With the introduction of a sporting model the makers of the P. & M. cater for a class of motor cyclist not hitherto greatly attracted by the sterling qualities of reliability and long life for which this machine is noted.
High road performance plus comfort has been the aim, and to this end a new frame has been evolved giving a low riding position with an excellent ground clearance. Various changes such as the substitution of an aluminium piston have been made to the 555 c.c. to increase its efficiency.
The P. & M. four-speed gear is a valuable feature.
In evolving the J.D. miniature, quite the most elaborate and high-class single-gear machine of its type, the firm of Bowden Wire, Ltd., has attempted to interest a new market.

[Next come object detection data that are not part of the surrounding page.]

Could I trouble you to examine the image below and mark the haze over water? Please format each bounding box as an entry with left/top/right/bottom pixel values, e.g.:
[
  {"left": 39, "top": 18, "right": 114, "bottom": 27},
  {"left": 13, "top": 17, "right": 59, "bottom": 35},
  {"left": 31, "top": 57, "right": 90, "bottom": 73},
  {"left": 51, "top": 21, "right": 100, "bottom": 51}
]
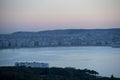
[
  {"left": 0, "top": 47, "right": 120, "bottom": 77},
  {"left": 0, "top": 0, "right": 120, "bottom": 34}
]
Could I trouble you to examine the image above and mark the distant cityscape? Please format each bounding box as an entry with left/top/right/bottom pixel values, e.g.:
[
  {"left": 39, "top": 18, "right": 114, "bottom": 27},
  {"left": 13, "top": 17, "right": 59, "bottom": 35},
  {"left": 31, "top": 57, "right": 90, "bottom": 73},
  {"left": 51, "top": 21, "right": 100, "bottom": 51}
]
[{"left": 0, "top": 28, "right": 120, "bottom": 49}]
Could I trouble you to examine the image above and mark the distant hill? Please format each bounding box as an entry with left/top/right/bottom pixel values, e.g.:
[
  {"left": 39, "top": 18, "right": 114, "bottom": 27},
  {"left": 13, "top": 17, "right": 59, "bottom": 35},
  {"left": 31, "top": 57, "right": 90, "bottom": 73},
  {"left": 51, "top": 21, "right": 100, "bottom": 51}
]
[{"left": 0, "top": 28, "right": 120, "bottom": 48}]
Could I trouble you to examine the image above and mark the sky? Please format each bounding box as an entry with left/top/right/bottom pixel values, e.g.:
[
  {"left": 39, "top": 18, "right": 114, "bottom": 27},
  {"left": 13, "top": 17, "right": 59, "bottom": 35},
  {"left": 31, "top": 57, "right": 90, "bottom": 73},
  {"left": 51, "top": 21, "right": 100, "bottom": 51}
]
[{"left": 0, "top": 0, "right": 120, "bottom": 34}]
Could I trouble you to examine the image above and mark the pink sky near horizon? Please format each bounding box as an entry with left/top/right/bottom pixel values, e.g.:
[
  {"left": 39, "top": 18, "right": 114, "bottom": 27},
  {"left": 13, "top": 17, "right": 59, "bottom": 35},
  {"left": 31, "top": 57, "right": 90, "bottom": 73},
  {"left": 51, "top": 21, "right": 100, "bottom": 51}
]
[{"left": 0, "top": 0, "right": 120, "bottom": 33}]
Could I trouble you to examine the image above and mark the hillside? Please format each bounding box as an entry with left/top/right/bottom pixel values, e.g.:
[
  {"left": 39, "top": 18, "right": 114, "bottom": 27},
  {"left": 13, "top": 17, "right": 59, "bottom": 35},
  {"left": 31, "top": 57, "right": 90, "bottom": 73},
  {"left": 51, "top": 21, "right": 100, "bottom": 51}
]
[
  {"left": 0, "top": 67, "right": 120, "bottom": 80},
  {"left": 0, "top": 28, "right": 120, "bottom": 49}
]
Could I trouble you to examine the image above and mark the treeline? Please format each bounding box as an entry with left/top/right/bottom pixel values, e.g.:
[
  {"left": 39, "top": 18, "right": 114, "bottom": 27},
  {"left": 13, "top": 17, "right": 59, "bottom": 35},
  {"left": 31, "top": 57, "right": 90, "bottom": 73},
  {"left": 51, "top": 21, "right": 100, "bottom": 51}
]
[
  {"left": 0, "top": 29, "right": 120, "bottom": 48},
  {"left": 0, "top": 67, "right": 120, "bottom": 80}
]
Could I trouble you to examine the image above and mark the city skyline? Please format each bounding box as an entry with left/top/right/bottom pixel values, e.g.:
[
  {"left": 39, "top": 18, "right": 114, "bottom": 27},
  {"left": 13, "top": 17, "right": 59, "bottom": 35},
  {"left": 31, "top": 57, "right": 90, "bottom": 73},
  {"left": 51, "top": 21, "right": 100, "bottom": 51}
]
[{"left": 0, "top": 0, "right": 120, "bottom": 33}]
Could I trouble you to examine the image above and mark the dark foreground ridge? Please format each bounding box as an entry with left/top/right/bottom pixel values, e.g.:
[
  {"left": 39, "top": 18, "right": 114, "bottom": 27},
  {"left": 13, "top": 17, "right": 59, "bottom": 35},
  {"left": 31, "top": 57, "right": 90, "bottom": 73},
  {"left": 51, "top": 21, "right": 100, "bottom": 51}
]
[
  {"left": 0, "top": 67, "right": 120, "bottom": 80},
  {"left": 0, "top": 28, "right": 120, "bottom": 49}
]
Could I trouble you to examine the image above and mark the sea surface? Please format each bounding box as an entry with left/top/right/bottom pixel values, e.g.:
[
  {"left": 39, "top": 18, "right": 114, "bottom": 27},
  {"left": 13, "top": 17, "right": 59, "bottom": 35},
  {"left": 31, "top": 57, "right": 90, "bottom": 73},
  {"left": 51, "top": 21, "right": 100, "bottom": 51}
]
[{"left": 0, "top": 46, "right": 120, "bottom": 77}]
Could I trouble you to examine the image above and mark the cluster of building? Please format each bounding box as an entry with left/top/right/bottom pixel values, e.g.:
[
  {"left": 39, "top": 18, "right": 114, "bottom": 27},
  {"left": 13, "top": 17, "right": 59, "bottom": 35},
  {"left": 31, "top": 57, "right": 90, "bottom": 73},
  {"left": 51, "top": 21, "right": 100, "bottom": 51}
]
[{"left": 0, "top": 30, "right": 120, "bottom": 48}]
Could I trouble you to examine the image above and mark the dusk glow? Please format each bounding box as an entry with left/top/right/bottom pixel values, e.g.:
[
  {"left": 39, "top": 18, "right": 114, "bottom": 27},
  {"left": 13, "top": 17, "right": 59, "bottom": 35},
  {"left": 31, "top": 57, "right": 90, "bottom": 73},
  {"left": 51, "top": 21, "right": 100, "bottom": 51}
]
[{"left": 0, "top": 0, "right": 120, "bottom": 33}]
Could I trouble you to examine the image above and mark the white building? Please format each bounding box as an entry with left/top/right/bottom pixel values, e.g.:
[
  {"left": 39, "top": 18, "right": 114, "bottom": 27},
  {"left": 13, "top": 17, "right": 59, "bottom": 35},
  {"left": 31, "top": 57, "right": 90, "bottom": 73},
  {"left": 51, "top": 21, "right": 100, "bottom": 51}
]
[{"left": 15, "top": 62, "right": 49, "bottom": 68}]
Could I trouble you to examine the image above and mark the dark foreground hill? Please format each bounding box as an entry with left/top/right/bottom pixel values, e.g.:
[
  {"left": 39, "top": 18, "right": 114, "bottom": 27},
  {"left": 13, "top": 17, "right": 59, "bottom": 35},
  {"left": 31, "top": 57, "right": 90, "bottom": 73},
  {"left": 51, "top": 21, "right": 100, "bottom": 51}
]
[
  {"left": 0, "top": 67, "right": 120, "bottom": 80},
  {"left": 0, "top": 28, "right": 120, "bottom": 48}
]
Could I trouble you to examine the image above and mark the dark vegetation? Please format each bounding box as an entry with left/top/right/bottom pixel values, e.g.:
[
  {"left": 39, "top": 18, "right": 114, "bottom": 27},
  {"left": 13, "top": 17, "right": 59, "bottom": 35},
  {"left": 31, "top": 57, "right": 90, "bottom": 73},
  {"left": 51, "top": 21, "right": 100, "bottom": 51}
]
[{"left": 0, "top": 67, "right": 120, "bottom": 80}]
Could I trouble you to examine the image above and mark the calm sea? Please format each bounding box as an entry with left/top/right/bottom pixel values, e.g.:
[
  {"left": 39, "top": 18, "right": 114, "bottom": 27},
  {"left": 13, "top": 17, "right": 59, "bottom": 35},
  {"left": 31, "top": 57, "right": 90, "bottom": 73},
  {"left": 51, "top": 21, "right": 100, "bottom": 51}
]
[{"left": 0, "top": 47, "right": 120, "bottom": 77}]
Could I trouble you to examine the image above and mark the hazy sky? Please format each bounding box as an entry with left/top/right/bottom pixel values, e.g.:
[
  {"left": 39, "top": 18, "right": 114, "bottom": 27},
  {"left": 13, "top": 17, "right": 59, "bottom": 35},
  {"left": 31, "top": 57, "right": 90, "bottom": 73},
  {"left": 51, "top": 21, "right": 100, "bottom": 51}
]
[{"left": 0, "top": 0, "right": 120, "bottom": 33}]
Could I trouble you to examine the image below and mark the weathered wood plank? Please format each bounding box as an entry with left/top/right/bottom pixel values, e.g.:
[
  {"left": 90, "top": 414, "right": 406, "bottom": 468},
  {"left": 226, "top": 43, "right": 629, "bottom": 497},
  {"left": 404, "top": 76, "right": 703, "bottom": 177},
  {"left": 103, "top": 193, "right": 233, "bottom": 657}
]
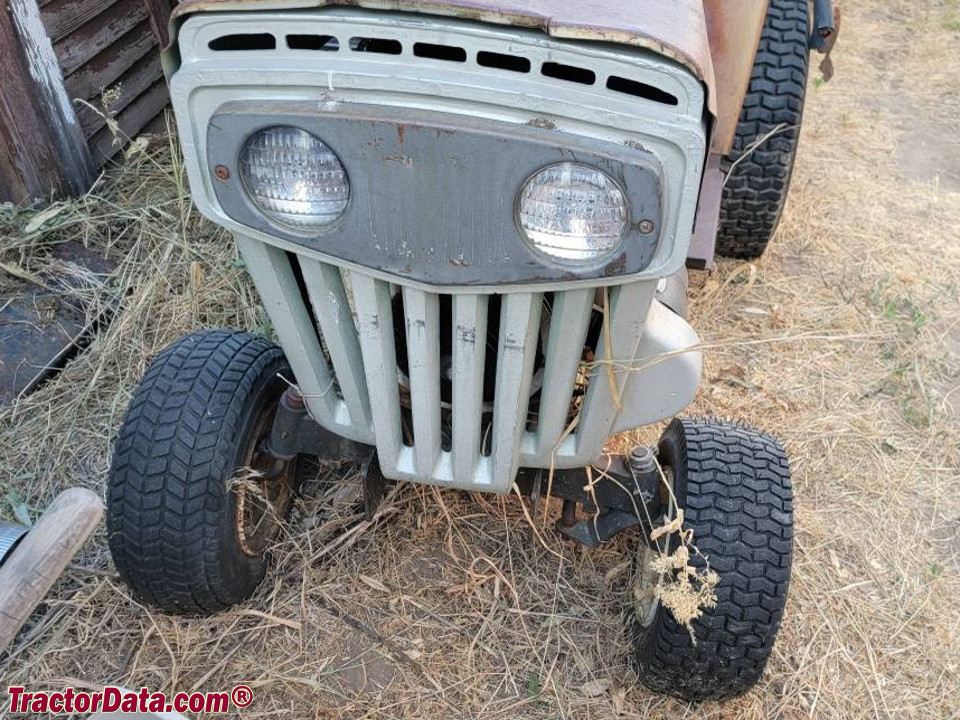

An appeal is made to the confirmed pedal cyclist who desires the help of an engine in a vehicle as simple and yet as reliable and well-finished as his bicycle.
The 115 c.c. two-stroke engine is well made and powerful enough for ordinary use; it transmits its power to the rear wheel via a fool-proof friction pulley drive, capable of being used as a clutch by means of handle-bar controlled Bowden mechanism.
Next year's range of four Chater-Lea motor cycles is comprehensive without being too extensive.
A 976 c.c. twin, a 545 c.c. single and a 269 c.c. two-stroke are fitted with the firm's own engines, while a 348 c.c. sporting model uses a Blackburne unit of the o.h.v. or side-valve type.
The 545 c.c. single is typical of the four, being a substantially built but neat looking dual-purpose mount with a three-speed Sturmey gear box, chain transmission and internal expanding brakes on both wheels. One of its novel features is the method of driving the magneto from a sprocket on the mainshaft, a two to one reduction being employed.
Interest on the James stand will be divided between the new 350 c.c. single, which made a creditable first appearance in the Six Days Trials, and the redesigned 598 c.c. twin.
Perhaps the latter deserves premier attention for it is one of a very small class nowadays, but a particularly attractive example. Detachable cylinder heads, a frame cm the lines of the 350 c.c. model - i.e., with a much sloping top tube - and various engine modifications making for greater efficiency are the chief improvements.
The 350 c.c. single is likewise a worthy example of its class, an ever-growing class in this case.
Only slight modifications have been made to the 749 c.c. sidecar outfit and to the lightweight two-stroke.